Named for the region's rich history and culture, the trail traverses a forested corridor on a packed limestone surface through a rural landscape cut by babbling streams. With a nearly flat grade of around 1 percent and a firm surface, the route is ADA compliant and a pleasant ride for most ages and abilities. The park has a visitor center on Route 49 in Barton, where you'll find maps, a gift shop, restrooms and picnic sites. You can also rent bicycles. Campers will find five primitive tent sites here, too.
The entire corridor, preserved for interim trail use under the railbanking provision of the National Trails System Act, passes through some of the most remote and scenic areas remaining in the Delta region of eastern Arkansas. The region was once covered by a bottomland hardwood forest extending from Cairo, Illinois, to the mouth of the Mississippi River. Today only fragments of this great forest remain since much of the land is separated and surrounded by agricultural development. Once completed, the middle portion of the trail will pass through some of the finest examples of the remaining wetland forest.
The southern end of the trail offers a route through shady tree tunnels that open up to old railroad bridge crossings of sloughs and bayous. Along these waterways, you might even spot alligators. The White River crossing is especially notable with its high steel bridge and a long, elevated trestle on either end. For the 3 miles between the White and Arkansas rivers, the trail will pass through the dense bottomland hardwood forests and wetlands of the Trusten Holder State Game Management Area.

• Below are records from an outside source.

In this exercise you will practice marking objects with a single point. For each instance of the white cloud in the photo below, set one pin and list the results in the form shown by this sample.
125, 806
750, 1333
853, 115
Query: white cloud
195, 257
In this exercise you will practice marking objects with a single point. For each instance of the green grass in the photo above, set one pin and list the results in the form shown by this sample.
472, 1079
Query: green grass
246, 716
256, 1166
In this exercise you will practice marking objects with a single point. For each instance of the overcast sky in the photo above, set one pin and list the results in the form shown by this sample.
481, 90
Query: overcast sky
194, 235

As you continue south, you'll pedal through Rohwer. Here, be sure to take a side trip to explore the Rohwer Heritage Site where more than 8,000 Japanese Americans were interned between 1942 and 1945. More history is on display at the end of your journey in Arkansas City, where a handful of properties are on the National Register of Historic Places. In town, check out the John H. Johnson Museum and Educational Center, which celebrates the life and contributions of the founder of the Johnson Publishing Company, once the largest black-owned publishing company in the world.
Along the route, there are seven trailheads with parking (from north to south): Lexa, Barton, Lake View, Elaine, Watson, Rohwer, and Arkansas City.

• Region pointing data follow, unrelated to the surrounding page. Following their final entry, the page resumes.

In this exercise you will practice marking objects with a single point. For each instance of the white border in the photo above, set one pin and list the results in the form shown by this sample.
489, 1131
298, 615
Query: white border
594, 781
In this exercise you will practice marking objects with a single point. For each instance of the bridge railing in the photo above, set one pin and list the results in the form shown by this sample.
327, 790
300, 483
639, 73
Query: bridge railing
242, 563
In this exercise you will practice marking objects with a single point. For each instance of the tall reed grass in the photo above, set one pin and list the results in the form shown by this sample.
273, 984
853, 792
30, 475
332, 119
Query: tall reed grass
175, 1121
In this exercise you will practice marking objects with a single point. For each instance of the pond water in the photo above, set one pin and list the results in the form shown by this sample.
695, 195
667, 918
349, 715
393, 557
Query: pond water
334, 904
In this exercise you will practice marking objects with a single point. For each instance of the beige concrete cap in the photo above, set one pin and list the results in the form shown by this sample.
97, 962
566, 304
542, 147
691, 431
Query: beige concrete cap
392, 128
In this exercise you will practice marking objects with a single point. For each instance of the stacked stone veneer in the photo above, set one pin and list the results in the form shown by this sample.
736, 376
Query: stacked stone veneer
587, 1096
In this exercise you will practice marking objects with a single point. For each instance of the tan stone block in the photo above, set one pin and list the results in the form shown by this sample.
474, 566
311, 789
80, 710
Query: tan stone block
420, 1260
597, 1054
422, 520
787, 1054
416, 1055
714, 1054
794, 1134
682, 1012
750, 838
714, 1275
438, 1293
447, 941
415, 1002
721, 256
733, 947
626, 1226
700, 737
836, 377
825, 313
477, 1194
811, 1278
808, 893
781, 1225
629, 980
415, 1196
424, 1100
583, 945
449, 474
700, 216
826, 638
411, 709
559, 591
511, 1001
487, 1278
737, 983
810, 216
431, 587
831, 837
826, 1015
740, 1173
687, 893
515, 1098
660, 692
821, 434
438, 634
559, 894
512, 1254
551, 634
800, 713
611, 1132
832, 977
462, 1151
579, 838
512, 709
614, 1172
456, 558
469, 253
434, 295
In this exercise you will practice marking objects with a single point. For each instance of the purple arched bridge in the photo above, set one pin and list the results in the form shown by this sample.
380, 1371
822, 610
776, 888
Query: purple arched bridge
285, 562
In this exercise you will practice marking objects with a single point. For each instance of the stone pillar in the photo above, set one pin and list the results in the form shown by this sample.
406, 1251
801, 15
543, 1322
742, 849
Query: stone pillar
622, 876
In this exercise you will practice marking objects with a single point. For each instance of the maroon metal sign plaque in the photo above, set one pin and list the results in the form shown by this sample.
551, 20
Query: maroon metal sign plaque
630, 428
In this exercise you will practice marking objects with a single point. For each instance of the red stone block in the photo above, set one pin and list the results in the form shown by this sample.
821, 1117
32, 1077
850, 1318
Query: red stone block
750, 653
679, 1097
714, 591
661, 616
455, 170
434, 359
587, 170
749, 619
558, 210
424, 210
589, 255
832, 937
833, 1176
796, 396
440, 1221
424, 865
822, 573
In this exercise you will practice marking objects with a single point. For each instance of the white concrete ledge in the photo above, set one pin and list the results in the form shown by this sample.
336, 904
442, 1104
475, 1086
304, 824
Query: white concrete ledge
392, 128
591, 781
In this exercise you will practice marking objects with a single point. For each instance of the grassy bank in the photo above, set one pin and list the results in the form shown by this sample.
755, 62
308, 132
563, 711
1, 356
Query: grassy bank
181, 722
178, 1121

Note that the Barton Trailhead, near the northern end of the trail, is located at the Delta Heritage Trail State Park visitor center, which offers camp sites, restrooms (no showers), grills, a community water spigot, interpretive programming, bike rentals, and a gift shop.
At the southern end of the trail, the Arkansas City Trailhead—styled as an old train depot—offers restrooms, picnic areas and a large grill, a water fountain, a bicycle repair station, and limited camping facilities.